The yolk sac first appears during the fifth week of
pregnancy and grows to be no larger than 6 mm. Yolk sacs larger than 6 mm
are usually indicative of an abnormal pregnancy. Failure to identify (with
transvaginal ultrasound) a yolk sac when the gestational sac has grown to
12 mm is also usually indicative of a failed pregnancy.
Yolk sacs that are moving within the gestational sac
("floating"), contain echogenic material (rather than sonolucent), or are
gross misshapen are ominous findings for the pregnancy.
Fetal Heart
Beat
Using endovaginal scanning, fetal cardiac
activity is often seen even before a fetal cell mass can be identified.

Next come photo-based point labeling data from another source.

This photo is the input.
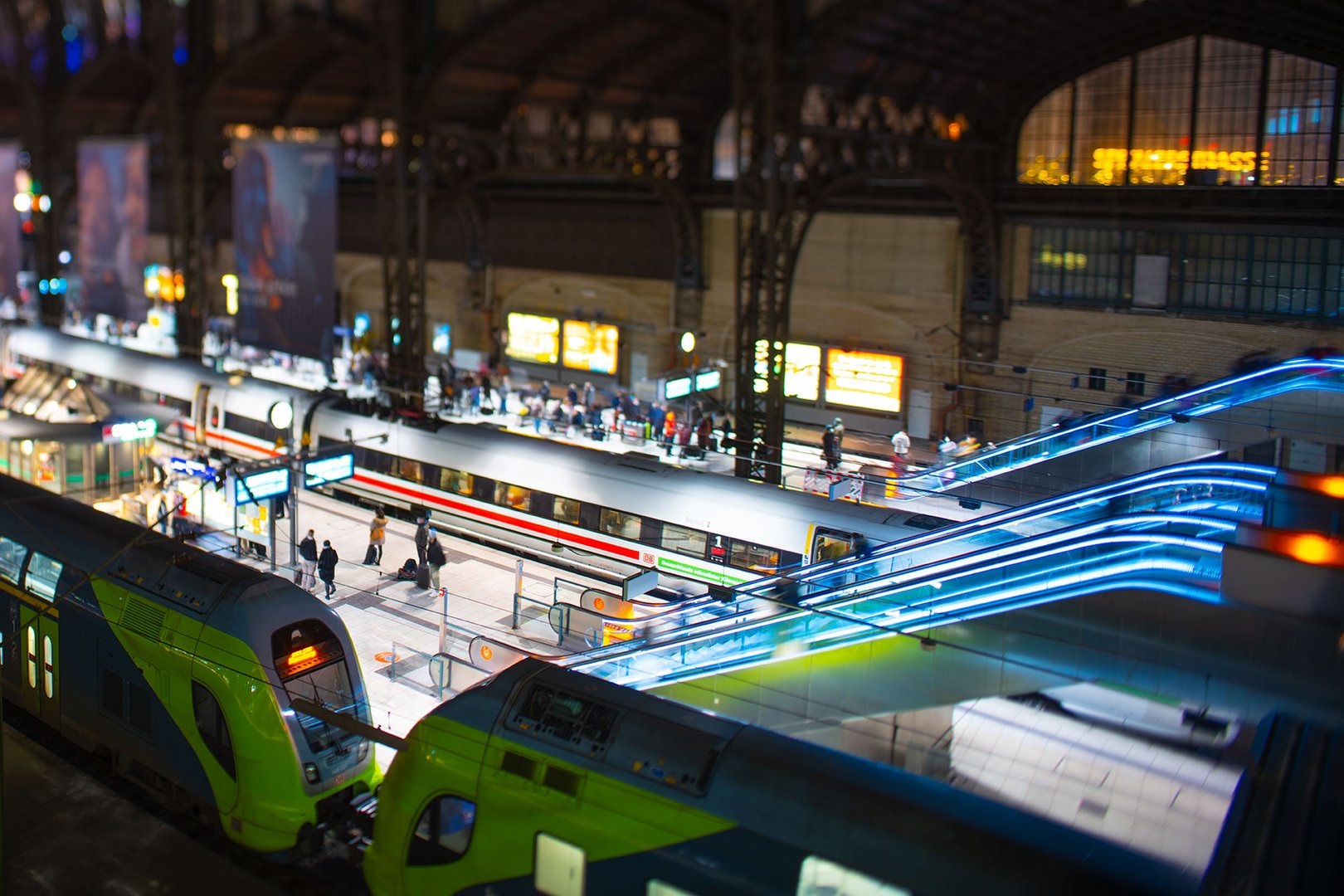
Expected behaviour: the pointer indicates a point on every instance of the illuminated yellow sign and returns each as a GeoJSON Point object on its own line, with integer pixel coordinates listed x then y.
{"type": "Point", "coordinates": [864, 379]}
{"type": "Point", "coordinates": [1179, 160]}
{"type": "Point", "coordinates": [801, 370]}
{"type": "Point", "coordinates": [590, 347]}
{"type": "Point", "coordinates": [533, 338]}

The fetal cardiac muscle begins its' rhythmic contractions, and that
rhythmic motion can be seen along the edge of the yolk sac. Initially, the
fetal cardiac motion has a slower rate (60-90 BPM), but cardiac rate
increases as the fetus develops further. Thus, for these early
pregnancies, the actual cardiac rate is less important that its presence
or absence.
Sometimes, with normal pregnancies, the fetal heartbeat is
not visible until a fetal pole of up to 4 mm in length is seen. Failure to
identify fetal cardiac activity in a fetus whose overall length is greater
than 4 mm is an ominous sign.
It can sometimes be difficult identifying a fetal
heartbeat from the background movement and maternal pulsations. You may
find it useful in these cases to scan with one hand while taking the
maternal pulse with the other. This makes it easier to identify
sonographic movements that are dyssynchronous with the maternal
pulse.
Fetal Pole
A mass of fetal cells, separate from the yolk sac, first becomes
apparent on transvaginal ultrasound just after the 6th week of gestation.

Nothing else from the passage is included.